= Liturgics =

Study of liturgy

Liturgics, also called liturgical studies or liturgiology, is the academic discipline dedicated to the study of liturgy (public worship rites, rituals, and practices).
Liturgics scholars typically specialize in a single approach drawn from another scholarly field.

The most traditional sub-disciplines are:
- Liturgical History
  the study of the church history, texts, rituals, and practices of liturgy, as exemplified by scholars like Robert Taft and Paul Bradshaw.
- Liturgical Theology
  the theological examination of liturgy, including how worship shapes and is shaped by theological reflection, represented by figures such as Geoffrey Wainwright and Gordon Lathrop.
- Ritual and Symbolic Analysis
  an approach that interprets liturgy through ritual studies and symbolic analysis, associated with scholars like Mark Searle and Lawrence Hoffman.
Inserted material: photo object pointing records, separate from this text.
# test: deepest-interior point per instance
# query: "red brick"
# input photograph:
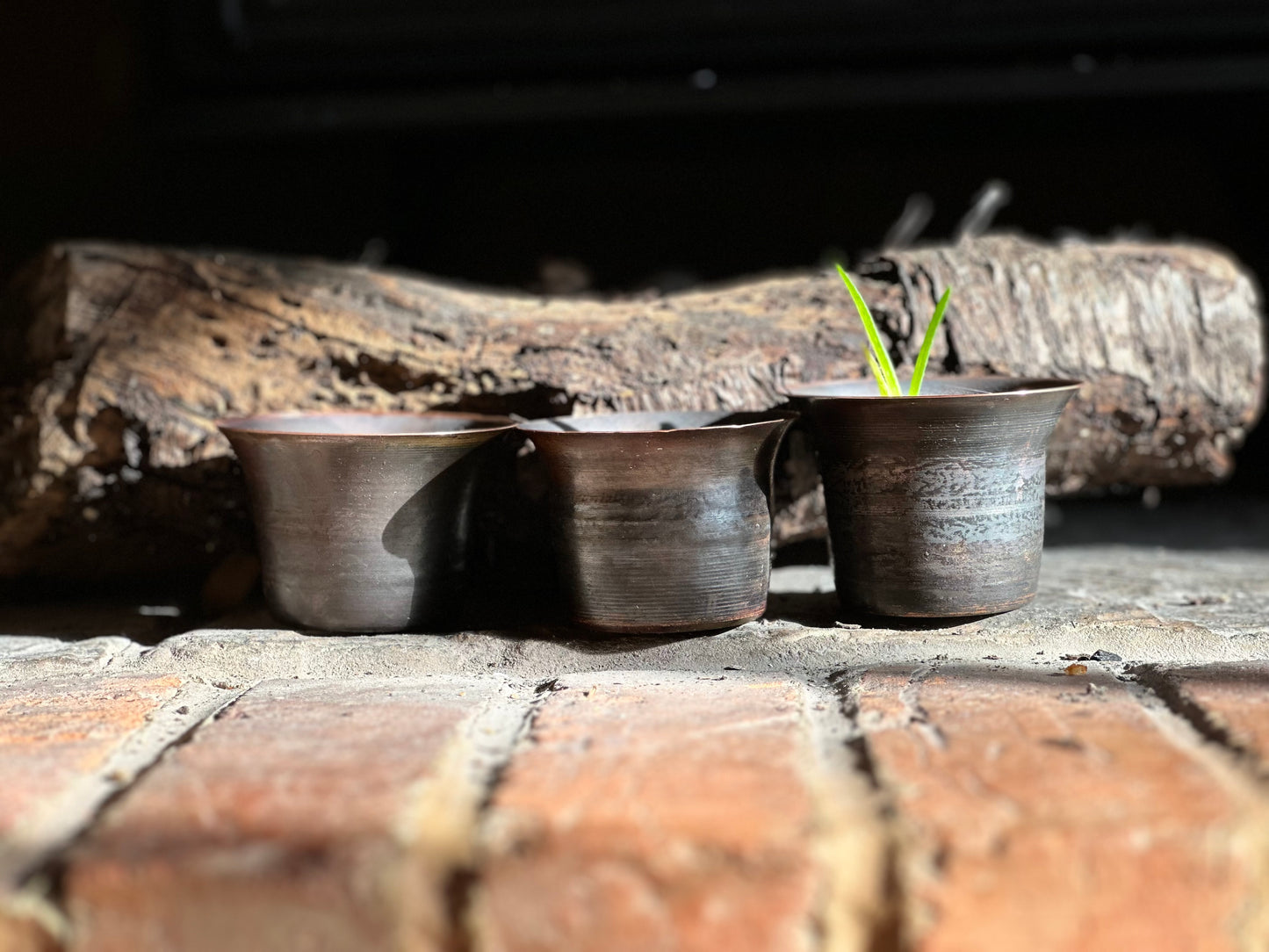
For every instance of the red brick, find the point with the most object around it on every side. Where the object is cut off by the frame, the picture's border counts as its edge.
(655, 817)
(54, 735)
(1234, 698)
(54, 732)
(1042, 817)
(281, 826)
More recently, two additional sub-disciplines have developed:
- Pastoral Liturgics
  Engages questions of presiding, liturgical leadership, congregational participation, and the formation of worshiping assemblies.
- Cultural Studies
  Examines liturgy in relation to cultural context, social location, and lived experience. Draws on anthropology, sociology, and cultural theory.

Although liturgics scholars using these approaches apply the principles of their respective disciplines to their research, all liturgics scholars focus their work in the ritual behaviors of the members of faith communities.